No, I'm not incorrect, you are mistake. Hullomail does not interact with the network, it is a software app on the phone which simply answers a call for you and records the end user as a normal digital answering machine does. It has some  ice features I that you can manage the  recording afterwards etc. 


Anyway, as the application does not interact with the network or your origional voicemail service it is impossible for it to recover a number which is not sent by the network to your handset in the first place. 

I design gsm and umts networks, and I can gaurantee you that the app does not recover information that the network does not even send. 

And at 6.99 to purchase, I wouldn't recommend the op or anyone else waste their money if that is the reason  they want the app in the first place. 

And I am Not dismissing something as rubbish because I think it is, I am dismissing it as rubbish because I know it is, as someone who designs and plans gsm and umts networks. 

This is no reflection n on the app itself which looks nice and has some nice features, but it is not designed to do what you say it does, and it cannot work miracles
Regards
Eamon


----------



## solair

@Wexfordman,

Hullomail's actually a hosted voicemail system operated by a private company separate from your mobile operator. It is not a digital answering machine in your phone.

The software you install on your phone sets up conditional diverts to an 076 VoIP number that is used to access your voicemail box on their system.
So, when a call comes to your phone, instead of being diverted to your network voicemail it goes to Hullomail's 076 number.

The messages are then made available to you through the app on your phone and can be played directly without any need to dial into anything (data connection is required to download them) i.e. visual voicemail.

Or, you can dial into their system and use a pin like old fashioned traditional voicemail.

It also delivers the message to your email account if you set that up.

It also has some fancy functions like it can play out specific messages to specific numbers. Or, it even run the messages through voice recognition software and produce a rough transcript of what's said so you don't have to go to the hassle of listening to everything.

When someone calls from a 'blocked number', all that happens is the number is your local exchange / mobile network sends the call to the receiving exchange/switch with a flag attached that indicates the number should not be displayed. Your number is still sent, and the receiving exchange knows it and may log it in its records. The system trusts the exchange at the end of the route to respect that flag and not display the number.

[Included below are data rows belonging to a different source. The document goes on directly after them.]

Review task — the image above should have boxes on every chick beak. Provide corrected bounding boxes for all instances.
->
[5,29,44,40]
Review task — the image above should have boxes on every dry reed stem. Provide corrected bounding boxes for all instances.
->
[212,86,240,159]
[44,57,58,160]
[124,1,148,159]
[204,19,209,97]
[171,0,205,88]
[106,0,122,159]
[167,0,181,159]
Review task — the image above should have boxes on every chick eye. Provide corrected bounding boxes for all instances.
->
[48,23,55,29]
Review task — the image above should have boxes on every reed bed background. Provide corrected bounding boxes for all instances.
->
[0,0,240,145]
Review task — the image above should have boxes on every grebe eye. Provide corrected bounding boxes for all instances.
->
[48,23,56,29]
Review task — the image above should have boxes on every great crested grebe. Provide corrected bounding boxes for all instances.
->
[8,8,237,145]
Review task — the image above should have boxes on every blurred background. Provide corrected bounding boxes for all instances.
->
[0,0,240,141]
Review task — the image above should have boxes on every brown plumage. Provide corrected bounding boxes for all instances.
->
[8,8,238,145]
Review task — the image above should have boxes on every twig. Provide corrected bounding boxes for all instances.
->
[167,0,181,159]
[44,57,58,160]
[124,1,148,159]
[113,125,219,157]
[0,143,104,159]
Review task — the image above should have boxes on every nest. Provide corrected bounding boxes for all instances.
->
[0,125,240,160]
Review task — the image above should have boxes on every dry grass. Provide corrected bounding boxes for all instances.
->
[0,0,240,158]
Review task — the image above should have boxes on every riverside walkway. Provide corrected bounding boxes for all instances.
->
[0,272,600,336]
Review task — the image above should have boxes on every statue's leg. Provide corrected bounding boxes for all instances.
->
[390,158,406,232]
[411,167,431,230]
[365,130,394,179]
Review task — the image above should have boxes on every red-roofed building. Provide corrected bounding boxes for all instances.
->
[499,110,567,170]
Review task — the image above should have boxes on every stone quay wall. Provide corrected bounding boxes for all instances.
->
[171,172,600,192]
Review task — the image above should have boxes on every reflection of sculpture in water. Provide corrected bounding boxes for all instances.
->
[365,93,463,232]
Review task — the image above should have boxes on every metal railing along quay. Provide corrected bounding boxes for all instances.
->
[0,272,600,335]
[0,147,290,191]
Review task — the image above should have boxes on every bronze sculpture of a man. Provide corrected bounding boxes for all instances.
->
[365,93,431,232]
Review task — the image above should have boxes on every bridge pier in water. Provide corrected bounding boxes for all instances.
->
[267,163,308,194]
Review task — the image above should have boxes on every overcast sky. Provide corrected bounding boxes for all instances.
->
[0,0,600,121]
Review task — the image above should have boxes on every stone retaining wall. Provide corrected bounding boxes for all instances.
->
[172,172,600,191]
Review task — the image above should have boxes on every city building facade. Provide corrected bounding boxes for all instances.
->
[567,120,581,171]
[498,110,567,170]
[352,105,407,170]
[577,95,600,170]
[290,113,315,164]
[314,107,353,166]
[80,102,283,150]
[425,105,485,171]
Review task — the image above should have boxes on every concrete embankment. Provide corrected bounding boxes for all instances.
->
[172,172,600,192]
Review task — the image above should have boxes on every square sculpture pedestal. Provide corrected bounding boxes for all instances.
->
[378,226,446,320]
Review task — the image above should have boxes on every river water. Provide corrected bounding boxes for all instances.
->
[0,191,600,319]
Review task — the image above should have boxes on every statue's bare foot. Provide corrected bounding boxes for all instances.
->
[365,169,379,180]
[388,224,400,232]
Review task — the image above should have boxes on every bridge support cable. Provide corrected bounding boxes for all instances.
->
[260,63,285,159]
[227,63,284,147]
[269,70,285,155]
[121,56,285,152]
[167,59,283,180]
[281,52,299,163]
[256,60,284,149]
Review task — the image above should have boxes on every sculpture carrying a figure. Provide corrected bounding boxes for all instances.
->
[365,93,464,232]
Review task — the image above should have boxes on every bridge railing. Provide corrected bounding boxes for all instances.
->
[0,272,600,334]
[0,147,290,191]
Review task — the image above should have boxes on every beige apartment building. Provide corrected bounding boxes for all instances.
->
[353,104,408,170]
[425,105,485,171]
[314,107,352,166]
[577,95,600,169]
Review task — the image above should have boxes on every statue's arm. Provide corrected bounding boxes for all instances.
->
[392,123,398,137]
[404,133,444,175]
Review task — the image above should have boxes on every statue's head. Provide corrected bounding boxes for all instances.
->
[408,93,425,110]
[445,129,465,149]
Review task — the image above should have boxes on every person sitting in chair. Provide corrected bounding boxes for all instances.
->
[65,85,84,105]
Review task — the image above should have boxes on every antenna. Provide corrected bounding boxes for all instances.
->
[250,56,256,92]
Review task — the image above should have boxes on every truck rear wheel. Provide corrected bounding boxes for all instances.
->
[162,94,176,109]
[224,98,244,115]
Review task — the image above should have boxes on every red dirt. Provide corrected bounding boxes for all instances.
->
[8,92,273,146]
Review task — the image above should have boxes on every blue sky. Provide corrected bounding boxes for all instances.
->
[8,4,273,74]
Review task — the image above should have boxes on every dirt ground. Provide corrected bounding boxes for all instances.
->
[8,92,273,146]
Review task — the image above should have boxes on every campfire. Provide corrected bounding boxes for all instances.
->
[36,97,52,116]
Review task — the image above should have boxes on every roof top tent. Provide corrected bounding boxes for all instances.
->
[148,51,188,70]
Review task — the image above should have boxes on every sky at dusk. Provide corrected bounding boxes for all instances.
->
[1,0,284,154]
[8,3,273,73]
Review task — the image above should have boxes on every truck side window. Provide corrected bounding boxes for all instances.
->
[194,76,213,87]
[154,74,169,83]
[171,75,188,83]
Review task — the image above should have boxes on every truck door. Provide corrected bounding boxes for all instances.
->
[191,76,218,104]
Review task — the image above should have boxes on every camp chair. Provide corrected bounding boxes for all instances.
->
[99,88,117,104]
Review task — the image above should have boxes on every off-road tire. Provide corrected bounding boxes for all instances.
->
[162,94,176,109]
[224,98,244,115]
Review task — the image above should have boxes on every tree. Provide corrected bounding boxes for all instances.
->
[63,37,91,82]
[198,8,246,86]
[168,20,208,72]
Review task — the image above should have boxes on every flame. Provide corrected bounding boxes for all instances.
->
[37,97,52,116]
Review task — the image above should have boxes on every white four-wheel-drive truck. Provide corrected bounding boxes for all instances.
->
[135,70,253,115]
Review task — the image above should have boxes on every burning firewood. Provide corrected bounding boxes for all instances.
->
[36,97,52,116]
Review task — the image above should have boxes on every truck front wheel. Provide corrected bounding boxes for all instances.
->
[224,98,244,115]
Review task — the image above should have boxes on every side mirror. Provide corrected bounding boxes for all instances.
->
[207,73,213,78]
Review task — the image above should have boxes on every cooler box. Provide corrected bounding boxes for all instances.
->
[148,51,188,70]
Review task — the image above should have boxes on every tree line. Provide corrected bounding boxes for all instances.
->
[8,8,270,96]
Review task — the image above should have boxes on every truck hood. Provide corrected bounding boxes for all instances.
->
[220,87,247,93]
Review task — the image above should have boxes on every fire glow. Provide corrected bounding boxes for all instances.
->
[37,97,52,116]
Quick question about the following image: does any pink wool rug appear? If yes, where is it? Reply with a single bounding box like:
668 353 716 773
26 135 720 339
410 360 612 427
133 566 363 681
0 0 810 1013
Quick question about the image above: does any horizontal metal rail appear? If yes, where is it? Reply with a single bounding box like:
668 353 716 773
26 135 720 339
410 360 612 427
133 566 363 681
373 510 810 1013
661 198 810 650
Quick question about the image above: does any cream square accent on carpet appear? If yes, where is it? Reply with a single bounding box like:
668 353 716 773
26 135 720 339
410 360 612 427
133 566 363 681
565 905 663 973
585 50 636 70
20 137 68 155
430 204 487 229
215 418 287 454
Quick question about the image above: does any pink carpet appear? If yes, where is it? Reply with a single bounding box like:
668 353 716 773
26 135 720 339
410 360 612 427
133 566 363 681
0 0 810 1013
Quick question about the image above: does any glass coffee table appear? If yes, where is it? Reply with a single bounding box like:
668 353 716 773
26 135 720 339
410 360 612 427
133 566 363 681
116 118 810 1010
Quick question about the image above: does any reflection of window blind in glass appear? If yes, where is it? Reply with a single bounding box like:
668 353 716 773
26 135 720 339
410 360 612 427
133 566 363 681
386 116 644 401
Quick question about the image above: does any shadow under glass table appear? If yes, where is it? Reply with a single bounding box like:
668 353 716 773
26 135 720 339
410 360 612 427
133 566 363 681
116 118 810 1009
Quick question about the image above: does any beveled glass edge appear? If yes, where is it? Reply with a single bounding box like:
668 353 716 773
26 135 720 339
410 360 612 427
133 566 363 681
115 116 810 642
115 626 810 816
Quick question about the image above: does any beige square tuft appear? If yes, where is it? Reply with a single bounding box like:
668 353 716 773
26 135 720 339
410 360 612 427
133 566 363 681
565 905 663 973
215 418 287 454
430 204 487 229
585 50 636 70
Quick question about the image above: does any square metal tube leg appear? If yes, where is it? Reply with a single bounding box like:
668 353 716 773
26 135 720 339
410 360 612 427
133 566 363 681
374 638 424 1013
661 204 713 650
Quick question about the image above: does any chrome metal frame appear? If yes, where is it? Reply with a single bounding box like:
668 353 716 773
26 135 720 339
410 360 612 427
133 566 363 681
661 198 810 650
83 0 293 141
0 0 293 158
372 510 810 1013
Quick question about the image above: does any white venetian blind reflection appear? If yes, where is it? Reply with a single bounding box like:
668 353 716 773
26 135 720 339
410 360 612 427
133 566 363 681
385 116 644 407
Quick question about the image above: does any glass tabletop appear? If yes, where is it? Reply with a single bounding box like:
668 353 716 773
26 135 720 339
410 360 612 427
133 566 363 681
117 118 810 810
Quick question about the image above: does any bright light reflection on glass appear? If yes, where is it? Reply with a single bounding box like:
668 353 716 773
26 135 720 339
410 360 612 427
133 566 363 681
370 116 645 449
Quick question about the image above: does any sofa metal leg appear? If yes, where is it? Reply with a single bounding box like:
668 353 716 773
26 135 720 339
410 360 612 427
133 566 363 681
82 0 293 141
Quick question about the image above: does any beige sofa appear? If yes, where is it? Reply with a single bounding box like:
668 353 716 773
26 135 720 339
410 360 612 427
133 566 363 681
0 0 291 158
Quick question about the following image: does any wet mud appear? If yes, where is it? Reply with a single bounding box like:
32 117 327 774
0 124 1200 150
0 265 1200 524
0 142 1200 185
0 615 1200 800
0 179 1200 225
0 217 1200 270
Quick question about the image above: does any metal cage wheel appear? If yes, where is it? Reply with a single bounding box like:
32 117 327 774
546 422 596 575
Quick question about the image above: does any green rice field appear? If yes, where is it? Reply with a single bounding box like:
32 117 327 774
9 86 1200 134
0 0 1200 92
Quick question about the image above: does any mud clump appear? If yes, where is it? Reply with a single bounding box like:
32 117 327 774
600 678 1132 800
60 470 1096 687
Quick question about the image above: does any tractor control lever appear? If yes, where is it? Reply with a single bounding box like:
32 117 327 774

There was apparently brief glitch on the HulloMail servers that meant those flags were being ignored and blocked numbers were displaying. So, when the app displayed a voicemail or a missed call, it was getting the full blocked number from the server.

They've fixed that issue now and blocked numbers no longer appear as anything other than "Private Number"

Basically, if you call from any phone, your number is always sent and can be retrieved by the receiving party's phone system. Some office systems don't necessarily respect that flag either and when your call is going outside Ireland and onto VoIP networks you've no idea what level of access the end user might have or whether the system is programmed to understand those display / do not display flags. So, I would absolutely never assume that your calling line identity is absolutely private.

In cases of harassment or criminal activity, the police services can most certainly also request access to the logs from the local exchange at the receiving end and it will have all that data stored in its log files. So, it can be quite easily retrieved.

Basically, if you're dumb enough to make harassing phone calls, you can be caught out very easily!


----------



## Wexfordman

That sounds much more plausable, thanks solair


----------